Thursday, September 5, 2013

An Apology

I owe you all an apology.

When I started Kicking It Unschool, it was on blogspot (still is, actually). I was a mother poised at the edge of the rabbit hole about to jump with both feet. I knew we were in for a journey, and I wanted to document it. I shared the link with our family because I knew they had questions about why we were pulling Josh (8y) out of school, and why we were basically changing every aspect of our lives as we then knew them. I didn't expect them to read it, and never imagined strangers would read it either. It was for me. No, it was for my boys. One day I could share it with them as a way of saying, "Hey, this parenting thing is hard. I messed up, but I tried my best, even when it was hard. Here is a peak into a part of your lives you likely don't remember, and a version of me you may not otherwise have known."

I didn't take the time to learn to format well on blogspot (sad, right? it's really simple), so adding pictures and videos and what not was irritating. I decided to move to Facebook. It started out alright, but then I fell victim to the numbers. People started liking the page. Other pages I hold in high regard shared my things.
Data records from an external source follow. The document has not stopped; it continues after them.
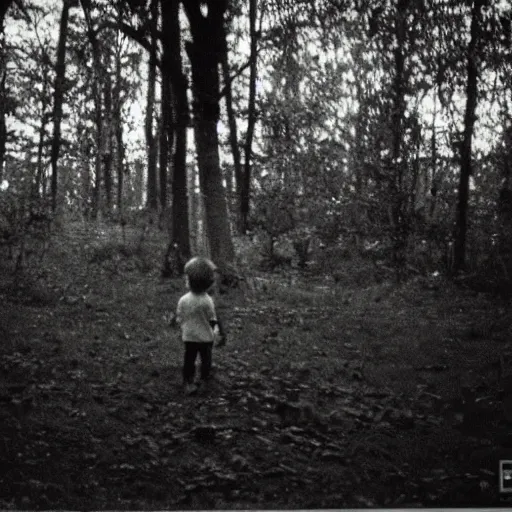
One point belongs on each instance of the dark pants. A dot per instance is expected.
(189, 364)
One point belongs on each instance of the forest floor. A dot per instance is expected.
(326, 395)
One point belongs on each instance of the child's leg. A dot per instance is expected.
(206, 359)
(189, 361)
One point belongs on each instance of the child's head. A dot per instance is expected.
(200, 273)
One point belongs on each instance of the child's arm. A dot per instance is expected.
(174, 319)
(215, 324)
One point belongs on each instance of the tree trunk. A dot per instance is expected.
(152, 197)
(98, 108)
(233, 140)
(251, 121)
(166, 112)
(3, 113)
(205, 55)
(39, 185)
(397, 186)
(60, 73)
(118, 127)
(173, 68)
(459, 262)
(107, 140)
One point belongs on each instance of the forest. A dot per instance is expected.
(346, 164)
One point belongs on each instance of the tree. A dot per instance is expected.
(58, 98)
(205, 53)
(472, 70)
(152, 150)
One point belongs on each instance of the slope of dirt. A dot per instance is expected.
(325, 395)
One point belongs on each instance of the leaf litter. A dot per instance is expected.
(350, 404)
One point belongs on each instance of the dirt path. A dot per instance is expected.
(322, 398)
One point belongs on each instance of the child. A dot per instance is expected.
(197, 318)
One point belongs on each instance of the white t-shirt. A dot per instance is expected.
(194, 313)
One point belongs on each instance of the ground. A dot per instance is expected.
(327, 394)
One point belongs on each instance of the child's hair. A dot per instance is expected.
(201, 274)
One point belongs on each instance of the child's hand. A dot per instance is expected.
(218, 339)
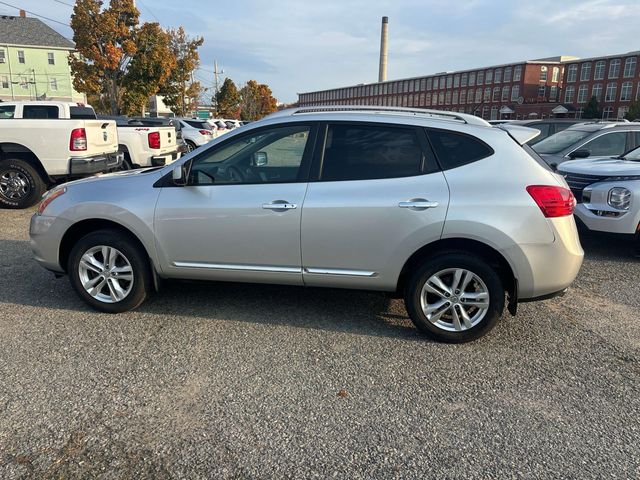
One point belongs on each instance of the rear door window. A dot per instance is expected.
(613, 143)
(40, 111)
(454, 149)
(367, 152)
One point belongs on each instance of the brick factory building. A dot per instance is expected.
(557, 86)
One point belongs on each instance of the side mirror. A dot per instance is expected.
(581, 153)
(179, 175)
(260, 159)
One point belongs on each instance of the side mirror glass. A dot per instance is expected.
(260, 159)
(581, 153)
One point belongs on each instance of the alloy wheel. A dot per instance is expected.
(14, 185)
(454, 299)
(105, 274)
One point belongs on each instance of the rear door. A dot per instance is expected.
(377, 196)
(102, 137)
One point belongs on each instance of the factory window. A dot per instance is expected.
(614, 68)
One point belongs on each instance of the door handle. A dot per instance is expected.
(279, 205)
(418, 204)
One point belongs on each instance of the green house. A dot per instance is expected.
(33, 61)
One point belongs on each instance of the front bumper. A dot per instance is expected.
(79, 167)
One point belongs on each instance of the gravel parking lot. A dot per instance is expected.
(250, 381)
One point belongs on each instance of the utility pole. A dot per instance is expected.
(215, 83)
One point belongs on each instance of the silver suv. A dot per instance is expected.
(593, 139)
(437, 207)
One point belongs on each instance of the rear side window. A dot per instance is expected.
(363, 152)
(39, 111)
(456, 149)
(82, 113)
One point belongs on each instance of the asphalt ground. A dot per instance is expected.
(257, 381)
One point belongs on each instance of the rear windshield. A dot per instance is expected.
(561, 140)
(82, 113)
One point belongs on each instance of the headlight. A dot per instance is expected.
(620, 198)
(49, 197)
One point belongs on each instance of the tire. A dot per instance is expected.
(21, 185)
(132, 271)
(437, 320)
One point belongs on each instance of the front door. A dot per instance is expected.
(238, 219)
(378, 196)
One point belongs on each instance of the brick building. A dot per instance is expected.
(557, 86)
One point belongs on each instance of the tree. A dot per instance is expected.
(227, 100)
(592, 110)
(178, 85)
(105, 43)
(634, 111)
(256, 101)
(149, 69)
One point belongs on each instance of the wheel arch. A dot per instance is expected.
(489, 254)
(9, 150)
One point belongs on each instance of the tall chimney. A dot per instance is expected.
(384, 47)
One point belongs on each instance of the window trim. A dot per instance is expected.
(429, 162)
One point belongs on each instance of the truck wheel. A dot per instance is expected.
(454, 297)
(21, 185)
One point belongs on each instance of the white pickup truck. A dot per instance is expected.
(144, 144)
(45, 142)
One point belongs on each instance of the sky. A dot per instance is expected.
(304, 45)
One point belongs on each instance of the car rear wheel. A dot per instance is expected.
(109, 272)
(455, 297)
(21, 186)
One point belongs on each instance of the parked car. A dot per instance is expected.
(426, 205)
(608, 192)
(45, 142)
(547, 126)
(589, 139)
(145, 145)
(195, 132)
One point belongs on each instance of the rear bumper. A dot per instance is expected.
(79, 167)
(160, 160)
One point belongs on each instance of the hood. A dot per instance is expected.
(113, 176)
(601, 167)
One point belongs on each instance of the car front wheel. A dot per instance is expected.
(109, 272)
(455, 297)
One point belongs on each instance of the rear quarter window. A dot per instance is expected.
(454, 149)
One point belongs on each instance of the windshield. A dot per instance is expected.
(633, 155)
(561, 140)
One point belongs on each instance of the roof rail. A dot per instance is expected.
(417, 112)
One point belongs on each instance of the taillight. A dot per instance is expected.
(154, 140)
(78, 140)
(553, 201)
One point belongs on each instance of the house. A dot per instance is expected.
(33, 61)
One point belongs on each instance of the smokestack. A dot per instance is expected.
(384, 47)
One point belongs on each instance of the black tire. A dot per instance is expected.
(142, 281)
(31, 186)
(443, 262)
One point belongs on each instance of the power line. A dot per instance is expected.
(64, 3)
(36, 14)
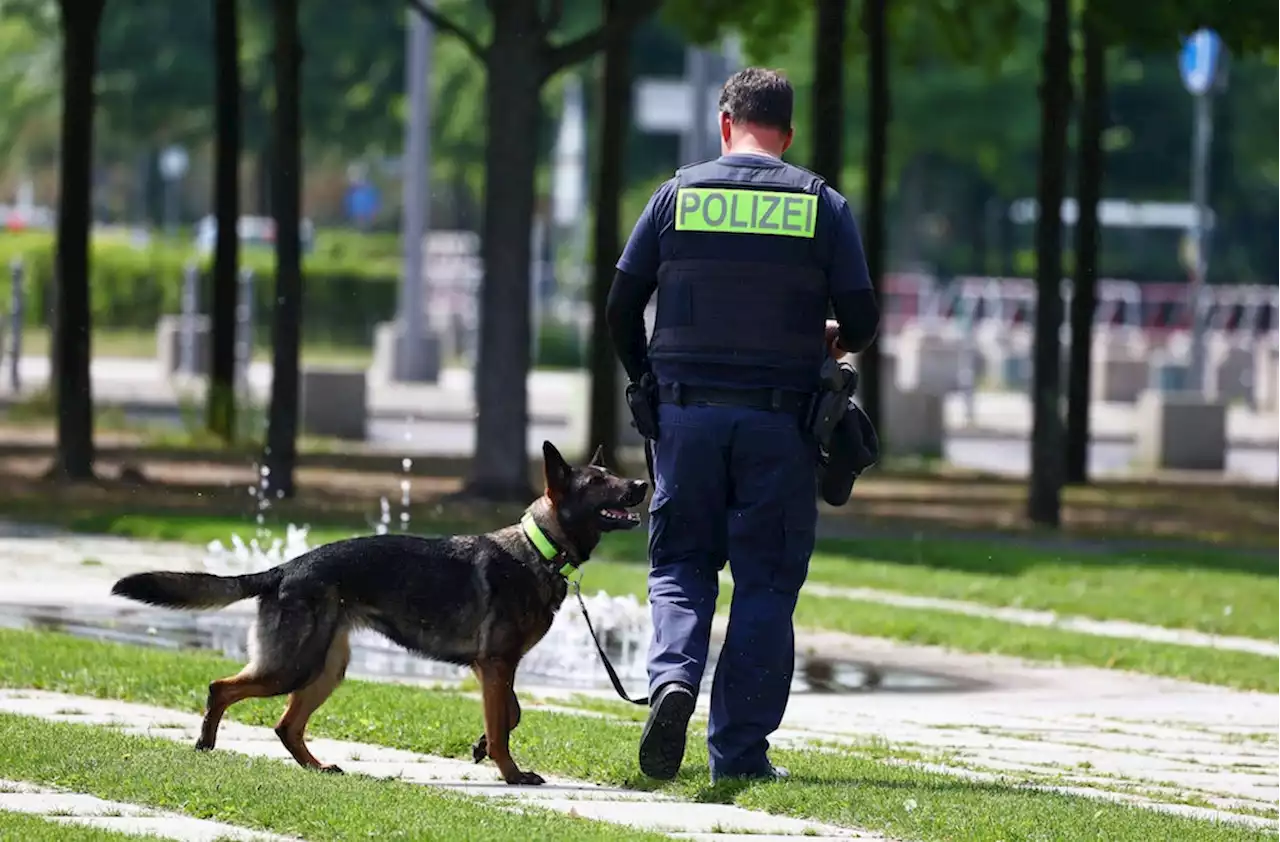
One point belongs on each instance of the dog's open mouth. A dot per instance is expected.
(618, 518)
THEY liked my page. People seemed interested in what I had to say. And so I lost sight of documenting our journey and started "advocating" for our particular lifestyle.
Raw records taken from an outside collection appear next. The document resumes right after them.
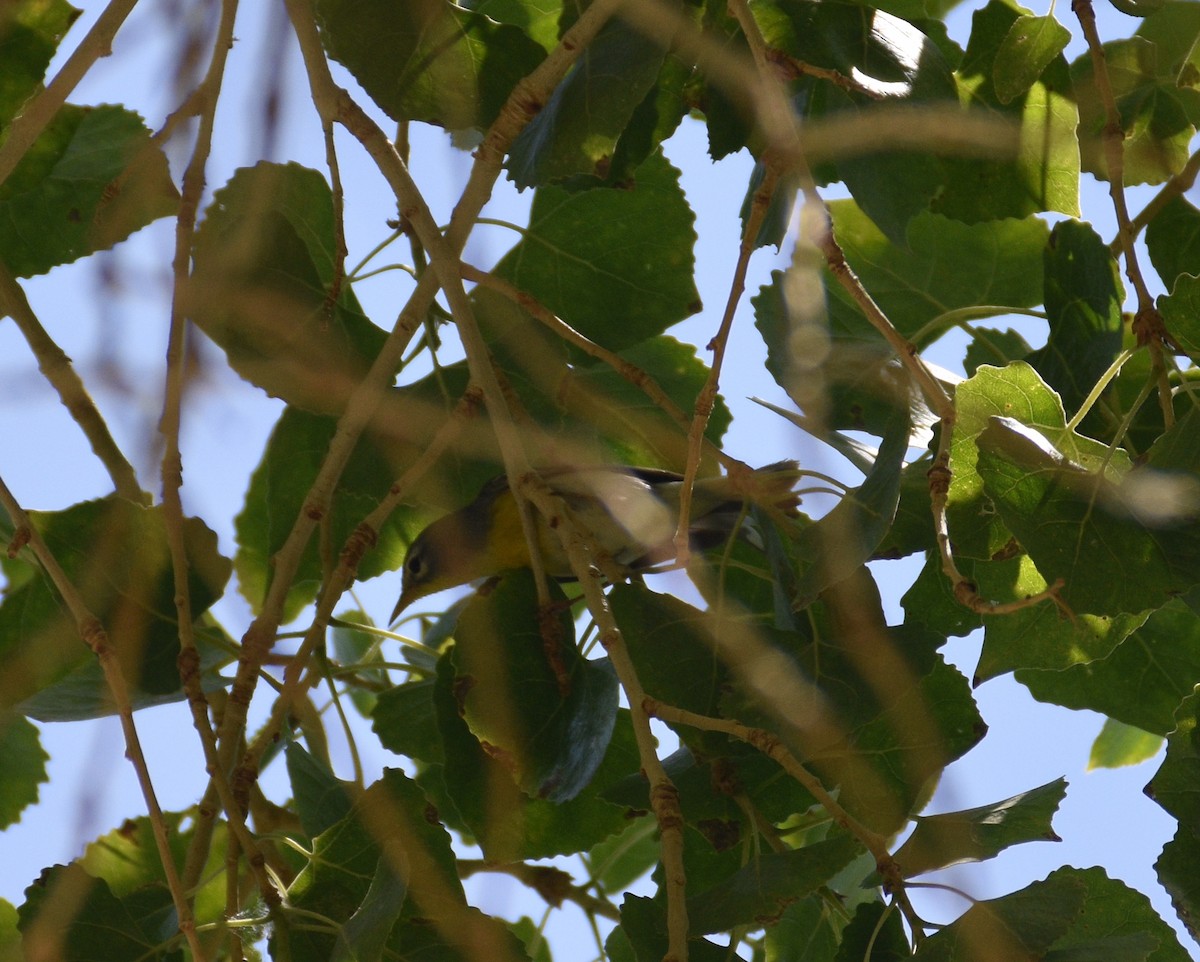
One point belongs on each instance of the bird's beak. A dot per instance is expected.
(406, 599)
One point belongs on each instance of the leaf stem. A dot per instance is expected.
(94, 635)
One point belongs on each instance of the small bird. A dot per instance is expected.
(630, 513)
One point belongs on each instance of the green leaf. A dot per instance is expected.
(1116, 923)
(117, 554)
(1179, 310)
(1083, 301)
(1176, 870)
(406, 721)
(1120, 744)
(642, 936)
(1021, 925)
(22, 767)
(321, 799)
(1044, 172)
(539, 708)
(996, 348)
(893, 64)
(393, 824)
(30, 32)
(1173, 239)
(103, 927)
(90, 180)
(276, 495)
(1027, 49)
(10, 936)
(1015, 390)
(946, 265)
(1083, 528)
(588, 257)
(576, 132)
(262, 288)
(431, 61)
(1157, 114)
(757, 894)
(1141, 681)
(634, 428)
(983, 833)
(507, 823)
(1175, 785)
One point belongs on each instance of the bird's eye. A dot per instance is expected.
(415, 565)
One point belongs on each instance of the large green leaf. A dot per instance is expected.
(757, 894)
(982, 833)
(946, 265)
(588, 257)
(507, 823)
(30, 31)
(1083, 528)
(117, 555)
(1158, 115)
(577, 130)
(103, 927)
(22, 767)
(539, 708)
(1044, 172)
(1083, 300)
(1141, 681)
(893, 64)
(1175, 785)
(1021, 925)
(977, 529)
(93, 178)
(429, 60)
(263, 283)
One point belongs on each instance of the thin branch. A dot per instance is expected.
(204, 98)
(552, 884)
(1147, 324)
(630, 372)
(94, 635)
(664, 794)
(41, 108)
(57, 368)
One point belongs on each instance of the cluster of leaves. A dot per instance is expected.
(1066, 480)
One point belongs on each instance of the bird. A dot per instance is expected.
(629, 512)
I started paying attention to allllll the numbers Facebook gave me. Which cities have the most fans? Which countries? How many people saw this post or that? I enjoy every one here, but if I am spending even a minute of my time and energy thinking about Facebook stats, it is one minute too many. It is a minute away from my family and my real responsibilities.

I noticed if I didn't post for a few days my numbers went down, so I started posting sub-par material to fill empty days. I made pictures, because those tend to be more popular, but I didn't care enough to make them really great. I wrote about ideas I had, but didn't take the time to really express my thoughts. I have effectively turned this into a half-assed journal for my inner ramblings, fueled by the hopes of getting anyone to click that "like" button. I have abandoned my original goal of documenting our journey.
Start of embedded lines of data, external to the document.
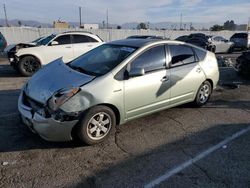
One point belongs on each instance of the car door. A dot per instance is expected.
(83, 44)
(186, 74)
(60, 47)
(217, 43)
(150, 92)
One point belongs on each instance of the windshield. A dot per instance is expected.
(46, 40)
(102, 59)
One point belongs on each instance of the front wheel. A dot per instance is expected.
(203, 94)
(28, 65)
(96, 125)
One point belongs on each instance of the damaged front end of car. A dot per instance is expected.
(40, 102)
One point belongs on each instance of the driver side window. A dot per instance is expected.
(64, 39)
(151, 60)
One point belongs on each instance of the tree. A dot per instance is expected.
(141, 26)
(229, 25)
(216, 28)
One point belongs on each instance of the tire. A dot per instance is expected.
(28, 65)
(96, 125)
(203, 94)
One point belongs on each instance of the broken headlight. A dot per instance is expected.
(61, 97)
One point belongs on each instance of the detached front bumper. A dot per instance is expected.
(48, 128)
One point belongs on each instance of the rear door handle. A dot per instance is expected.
(165, 79)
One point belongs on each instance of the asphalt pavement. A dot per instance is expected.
(138, 152)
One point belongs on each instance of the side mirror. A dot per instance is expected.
(134, 72)
(53, 43)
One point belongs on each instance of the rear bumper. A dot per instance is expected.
(48, 128)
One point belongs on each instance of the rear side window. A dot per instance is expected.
(201, 54)
(83, 39)
(239, 35)
(181, 55)
(152, 59)
(64, 39)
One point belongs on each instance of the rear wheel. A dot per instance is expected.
(96, 125)
(28, 65)
(203, 93)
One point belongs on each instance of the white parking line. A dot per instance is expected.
(8, 115)
(186, 164)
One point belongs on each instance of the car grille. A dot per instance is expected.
(34, 105)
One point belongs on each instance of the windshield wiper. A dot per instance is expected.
(80, 69)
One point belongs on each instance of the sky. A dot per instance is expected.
(124, 11)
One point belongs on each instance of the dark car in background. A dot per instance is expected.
(243, 64)
(146, 37)
(182, 38)
(3, 42)
(198, 41)
(241, 40)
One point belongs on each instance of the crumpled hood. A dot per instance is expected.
(52, 78)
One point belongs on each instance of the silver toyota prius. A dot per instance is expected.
(115, 83)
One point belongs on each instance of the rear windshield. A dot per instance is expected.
(239, 35)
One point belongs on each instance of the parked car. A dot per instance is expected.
(241, 40)
(68, 45)
(243, 64)
(146, 37)
(12, 49)
(220, 45)
(183, 38)
(200, 42)
(3, 42)
(115, 83)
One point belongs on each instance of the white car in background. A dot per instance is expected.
(68, 45)
(219, 44)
I apologize to you. I apologize to my kids. I am sorry I became distracted by the shiny numbers. I need to take a step back and regroup. For the interim period I will schedule some older, truer to my original goal, posts to run on a loop. Unless you've followed for a year now, it will likely be new to you. Thank you all for sticking with me, showing your support, and helping me grow as a person. I will let you know when I decide how things will proceed once I figure it out myself (it may be here, I may move back to blogspot, who knows).